However, I had to say it's really make me upset... to knowing these young skilled hacker professionals always been branded as "subculture", "terrorists"...and they seems always been punished by traditional force, and living in the grey-area between virtual and reality.

If the accumulating of disconnected concepts are not really problems, I think Douglas' attitude toward hacker is not really "justify". He repeated that "they are not that evil", "they are just young kids", "they should not been branded as outsider," "subversion of technology", "as a subculture"... I knew he interviewed really a lot of hackers, using 7 years to investigate, listen to their stories, and tried to correct their public image, but is that another bias? It's like standing at the highland of the mainstream culture and then look hackers down, showing a kind of companion and feel sorry for them.

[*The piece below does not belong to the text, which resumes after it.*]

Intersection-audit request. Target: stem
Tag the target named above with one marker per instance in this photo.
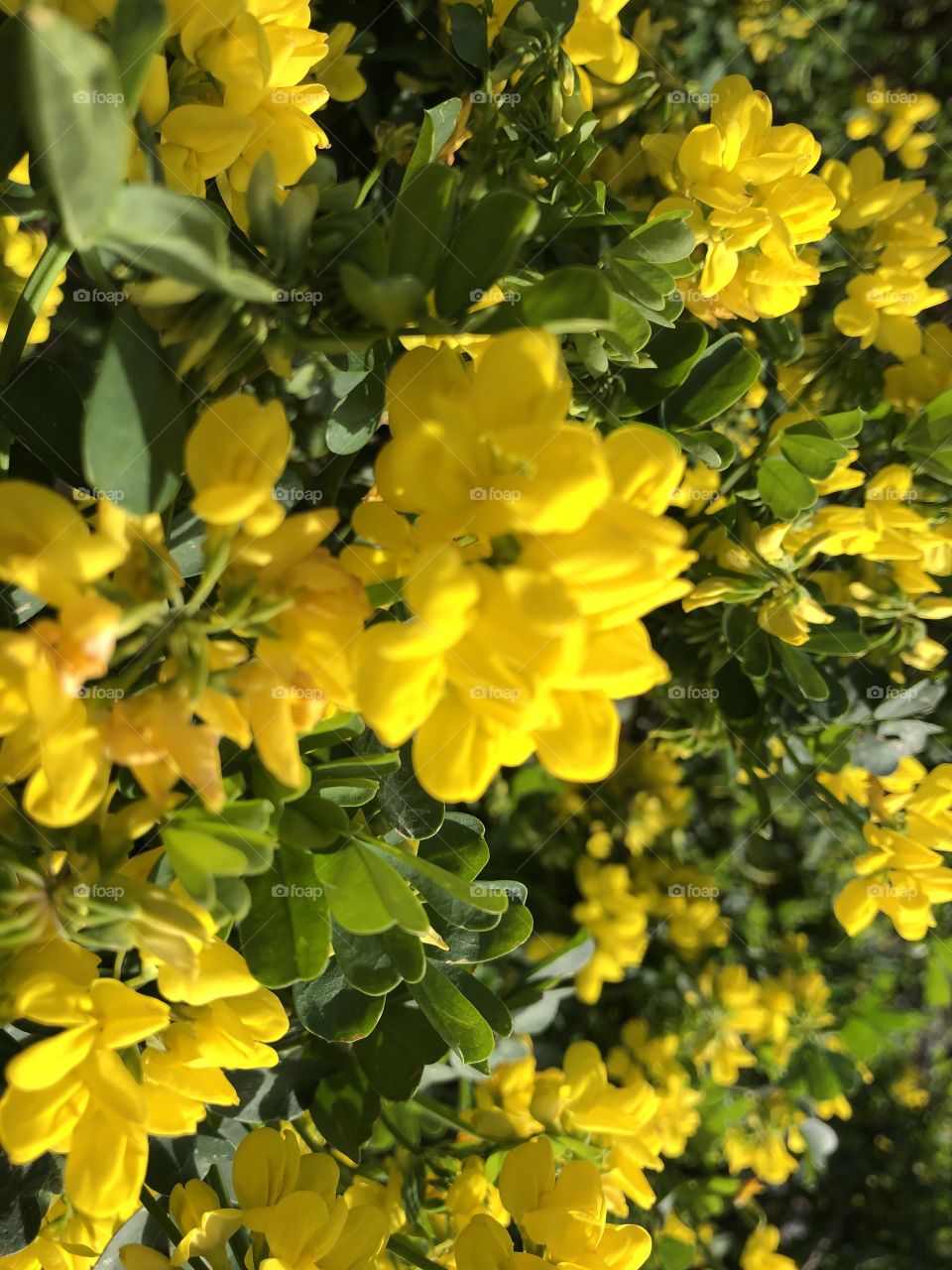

What's more, he is also like an old nice grandpa, who is so kindly that pardoning those naughty boy's mistakes, and then speak to his friends: "They are just kids, you don't have to be so harsh to them!" However, it is still "subculture", "subversion", "separated personality"... I don't think hackers are all young kids, those referred in the book are young because they are the first generation people who skilled at computer. As far as I know, at present, there are a lot of people made hacker as their job, they hired by one big company to attack its opponent; or making virus in order to help sell Firewall software...they are all adults, skilled and trained professionals has quite good income. I think to some extent, Douglas cleared one bias, but portrait another one, honestly speaking, this is even worse than the first.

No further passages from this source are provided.